January 27, 2014, Monday, 22:55 GMT | 17:55 EST | 03:25 IST | 05:55 SGT
Contributed by eResearch


China spooked the emerging market community yesterday with its negative manufacturing PMI reading, as it's obviously a big consumer of world raw materials and a key trading partner for emerging markets and the world economy at large. Certainly it's worth worrying about, although perhaps too early to start panicking given that it was just one month of slowdown while there's also the aspect of the upcoming Chinese New Year holiday that does tend to skew economic data this time of year.
 
Well, the emerging market investors are taking it a step further today, specifically currency traders.
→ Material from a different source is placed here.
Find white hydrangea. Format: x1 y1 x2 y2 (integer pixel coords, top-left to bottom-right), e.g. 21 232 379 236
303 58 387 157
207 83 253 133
It may have been sparked by Argentina, whose central bank yesterday decided they would not allocate money to support their peso. Consequentially, the peso tanked by more than 15% against the dollar; Argentina took emergency measures today to allow for dollar purchases again, which had been banned since 2012, to regain stability in the currency market.
 
 
 
Chart Courtesy of XE.com
 
And now emerging market currencies are being put into the spotlight and the Fed is rearing its ugly head once again. The Fed is expected to continue winding down its QE program this year and that's got the currency traders sweating a little bit more today about an impending imbalance in the global currency markets that cheapens all the emerging markets' currencies against the benchmark dollar. It's all very speculative, really, but it's taking its toll at least for today.
 
Alongside the Argentinean peso, we have the Turkish lira down almost 7% against the dollar this month and diving to new record lows:
 
 
 
Chart Courtesy of XE.com
 
The South African rand fell approximately 1.1% today and is at its lowest point versus the dollar since 2008:
 
 
 
Chart Courtesy of XE.com
 
The Russian ruble hit a new record low against the euro, and the weakest value against the dollar in five years:
 
 
 
Chart Courtesy of XE.com
 
Of course, the worries about a Fed-induced global currency imbalance carry a whiff of conspiracy/doomsday mentality, and in reality it may just be part of the broader market selloff. Indeed, there is worry that world trade is in the midst of a slowdown and these are times when the naysayers start to come out of the woodwork.
 
The fact remains that in the grand scheme the market is still just barely off of the record highs and in fact you would be prudent to at least bag one or two profits. But it's far too early to begin to panic.